Помахала рукой и пошла.
Я смотрел ей вслед и удивлялся: неужели только что было между нами все то, что было? И боюсь называть это каким-то определенным словом. Я даже, скорее всего, не знаю такого слова, и уж точно это не любовь: любовь – это нечто другое, стеснительное и робкое. В то же время я горд, что эта девочка, может быть, из-за меня не захотела, чтобы ее украли…

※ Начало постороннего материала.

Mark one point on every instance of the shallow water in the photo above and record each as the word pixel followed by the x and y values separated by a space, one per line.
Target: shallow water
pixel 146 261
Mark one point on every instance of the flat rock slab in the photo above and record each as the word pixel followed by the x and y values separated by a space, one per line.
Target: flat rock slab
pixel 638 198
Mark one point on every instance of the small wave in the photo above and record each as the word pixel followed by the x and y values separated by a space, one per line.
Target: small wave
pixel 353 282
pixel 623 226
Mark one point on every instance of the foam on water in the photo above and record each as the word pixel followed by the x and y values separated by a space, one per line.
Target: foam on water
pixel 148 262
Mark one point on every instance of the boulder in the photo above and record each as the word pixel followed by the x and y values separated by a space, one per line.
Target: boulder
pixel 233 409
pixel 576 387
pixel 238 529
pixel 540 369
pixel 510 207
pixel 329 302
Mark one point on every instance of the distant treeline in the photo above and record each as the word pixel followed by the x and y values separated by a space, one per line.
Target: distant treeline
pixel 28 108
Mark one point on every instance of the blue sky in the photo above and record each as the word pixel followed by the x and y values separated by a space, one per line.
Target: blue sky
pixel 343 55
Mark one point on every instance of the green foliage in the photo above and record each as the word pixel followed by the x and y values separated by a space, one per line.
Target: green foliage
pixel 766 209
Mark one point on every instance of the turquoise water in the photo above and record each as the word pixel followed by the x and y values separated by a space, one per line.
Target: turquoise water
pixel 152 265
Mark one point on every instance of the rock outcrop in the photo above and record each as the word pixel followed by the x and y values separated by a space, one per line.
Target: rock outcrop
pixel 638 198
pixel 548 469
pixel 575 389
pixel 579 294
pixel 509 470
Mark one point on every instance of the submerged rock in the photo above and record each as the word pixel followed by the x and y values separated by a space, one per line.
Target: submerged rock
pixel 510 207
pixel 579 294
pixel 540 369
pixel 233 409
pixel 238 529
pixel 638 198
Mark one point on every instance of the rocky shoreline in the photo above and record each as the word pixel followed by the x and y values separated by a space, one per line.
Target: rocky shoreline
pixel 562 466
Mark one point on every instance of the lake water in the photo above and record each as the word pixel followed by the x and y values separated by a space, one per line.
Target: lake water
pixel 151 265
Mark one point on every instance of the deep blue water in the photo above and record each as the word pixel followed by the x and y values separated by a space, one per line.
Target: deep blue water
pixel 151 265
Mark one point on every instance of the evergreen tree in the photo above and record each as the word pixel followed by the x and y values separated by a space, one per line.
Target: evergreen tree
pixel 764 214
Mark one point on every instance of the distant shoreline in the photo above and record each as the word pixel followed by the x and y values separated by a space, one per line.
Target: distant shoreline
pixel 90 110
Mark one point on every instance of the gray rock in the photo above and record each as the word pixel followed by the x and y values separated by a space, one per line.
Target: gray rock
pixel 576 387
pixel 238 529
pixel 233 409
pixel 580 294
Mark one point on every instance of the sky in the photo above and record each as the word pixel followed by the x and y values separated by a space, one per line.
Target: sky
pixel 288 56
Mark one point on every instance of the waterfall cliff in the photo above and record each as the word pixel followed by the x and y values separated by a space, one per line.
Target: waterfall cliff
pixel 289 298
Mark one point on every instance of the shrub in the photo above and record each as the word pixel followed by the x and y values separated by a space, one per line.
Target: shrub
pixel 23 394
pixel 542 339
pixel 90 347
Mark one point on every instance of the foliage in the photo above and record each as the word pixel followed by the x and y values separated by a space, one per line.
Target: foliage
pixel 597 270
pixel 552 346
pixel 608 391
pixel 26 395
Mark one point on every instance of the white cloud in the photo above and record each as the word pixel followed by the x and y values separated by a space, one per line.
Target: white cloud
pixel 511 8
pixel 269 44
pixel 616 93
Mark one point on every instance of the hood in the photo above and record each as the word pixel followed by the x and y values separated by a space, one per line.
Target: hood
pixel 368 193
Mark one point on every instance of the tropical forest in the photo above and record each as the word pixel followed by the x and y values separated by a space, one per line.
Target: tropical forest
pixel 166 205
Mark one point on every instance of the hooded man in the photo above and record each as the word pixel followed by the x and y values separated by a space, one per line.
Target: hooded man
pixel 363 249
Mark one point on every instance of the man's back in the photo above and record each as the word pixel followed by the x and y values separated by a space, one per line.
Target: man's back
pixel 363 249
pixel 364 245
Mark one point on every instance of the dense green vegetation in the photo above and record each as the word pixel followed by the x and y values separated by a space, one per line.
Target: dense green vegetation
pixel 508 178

Вылив на себя ведро холодной воды, я иду в огород окучивать картошку. И это тоже странно и необъяснимо: после всего, что было, – окучивать картошку. Все равно, что лезть на дерево и рвать черешню. Разве так бывает? Разве так можно? И вообще, разве можно нам… в таком возрасте? Что бы сказал Павка Корчагин, если бы я рассказал ему об этом? Конечно, я бы не рассказал даже и ему, но если предположить? Наверное, он бы не одобрил, потому что… Хотя сам он с Тоней Тумановой… но у них ведь такого не могло быть, у них все было не так, как у нас с Раей… Я, наверное, сам виноват, что разрешил ей… хотя это так приятно, что не знаю как… Может быть, у всех так бывает, только все об этом молчат, потому что стыдно и неприлично. Нет, лучше ни о чем не думать. А то, как говорит мама: задумаешься и не раздумаешься.
Глава 20
Южные вечера коротки, ночи темны, хоть глаз коли. Мы – это мама, я и Людмилка – только что поужинали. Я встаю из-за стола и слышу привычное мамино:
– Не читай долго: глаза испортишь.
– Я не долго, – успокаиваю я ее, беру бидоны с остатками пищи, выскальзываю из дому, иду к ручью. Мне сегодня не до чтения.
В листве деревьев и кустов верещат зеленые квакши, пиликают сверчки, мелькают огоньки светляков. Внизу журчит вода, где-то далеко тоскливо лает собака. Шакалов не слышно, они подойдут к железке за полночь. Зато слышно, как где-то торжественным звоном скрипок звучит радио. И хочется оторваться от земли и лететь, лететь над этим миром, заглядывая в чужие окна, но не подсматривать, а дарить всем свою невозможную радость… А может быть, даже и не только радость, но и что-то такое, у чего нет названия. Я бы даже закричал или запел, или не знаю, что сделал, но я не делаю ничего, стою и слушаю пронизанную звуками тишину…
Я устанавливаю бидоны внутрь камеры, привязываю их, опускаю в холодную воду, затем иду в свой сарай, натягиваю на себя штаны: идти к морю в одних трусах, да еще с девушкой, неприлично. Вернувшись на мостик, сажусь на корточки и замираю. Медленно тянется время, а Рая все не идет и не идет. Можно было бы перейти на ее мостик, но я боюсь встреть ее маму или кого-нибудь из соседей с нашей стороны ручья, которые очень бы удивились, застав меня на чужом мостике.
Но вот в той стороне, где Раин дом, стукнула дверь. Какое-то время все тихо, потом я слышу звук шагов по деревянным ступенькам: у них спуск к ручью отделан деревом, а у нас камнями, и Рая не ходит босая. И вот я вижу на мостике смутную тень и тихонько свищу.